Gitpod opens doors to in-browser VS Code with OpenVSCode Server project

Gitpod opens doors to in-browser VS Code with OpenVSCode Server project

Teams looking to set up their own cloud-based development environment have a new option to check out: OpenVSCode Server. The project is a Visual Studio Code fork with enhancements to run Microsoft’s code editor on a remote machine that can be accessed through a web browser. 

The concept is similar to what is used by GitHub Codespaces and container-based development platform Gitpod, and in fact OpenVSCode Server was shared by the team behind the latter. According to Gitpod, the project was motivated by developers and organisations asking the company about their way of providing the latest VS Code version in the browser. OpenVSCode Server’s objective therefore is to offer just that without adding unnecessary complexity as well as a “straightforward upgrade path” from release to release. 

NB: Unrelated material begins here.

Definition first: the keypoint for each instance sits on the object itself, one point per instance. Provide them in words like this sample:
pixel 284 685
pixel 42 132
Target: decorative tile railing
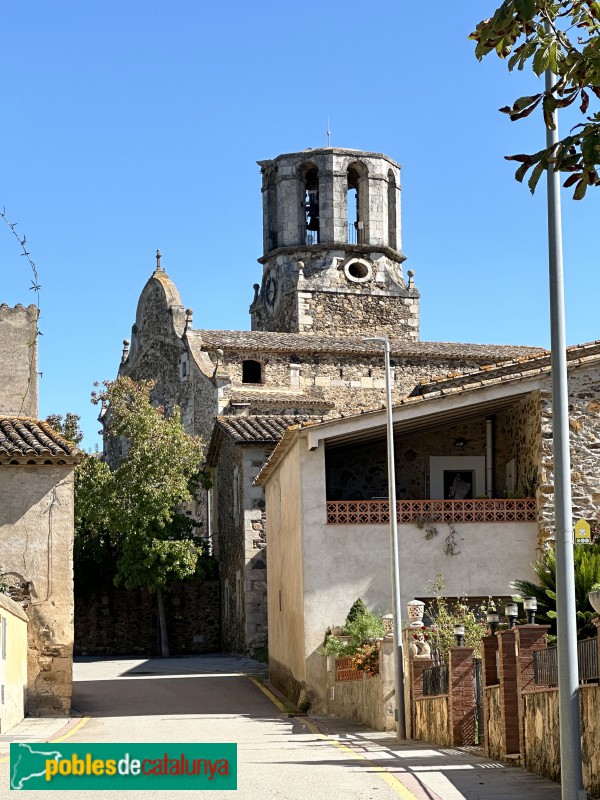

VS Code is a good candidate for browser-based endeavours, given that it was initially based on the Electron framework, which itself uses Node.js and the Chromium rendering engine.

Possible use cases for OpenVSCode Server span centralised infrastructure for development work that can be accessed from all sorts of devices, to alternative setups for software projects from the realms of data science and machine learning, where computational needs quickly exceed the capability of local hardware. Among the supporters of the project are GitLab, VMware, RStudio, Tabnine, and SUSE, which might hint at further integrations coming up.

OpenVSCode Server can be set up via the official Docker image. Organisations looking to utilise their cloud provider of choice for deployment can check the guides collection which currently contains instructions for AWS EC2, Azure VM, Google Compute Platform GCE, Digital Ocean, Railway, and Render.

Giving the secret sauce away doesn’t seem to stir any fear of losing customers in the Gitpod team, since providing a browser-based VS Code is just one element of the product, and users of the open source project still have to put in some work and resources to get similar results. In a blog post accompanying the release the team commented on the move, writing “an IDE is just one building block of a working cloud-based developer environment, in addition to the operating system, databases, compilers and all the other tools you need to be productive”.

The company also isn’t focused on the in-browser version of Microsoft’s IDE but allows users to access their workspaces via SSH, which Linux users will surely appreciate, and local VS Code installations as well. A way to use JetBrains IDEs such as IntelliJ IDEA and PyCharm to get to Gitpod workspaces is meant to follow soon.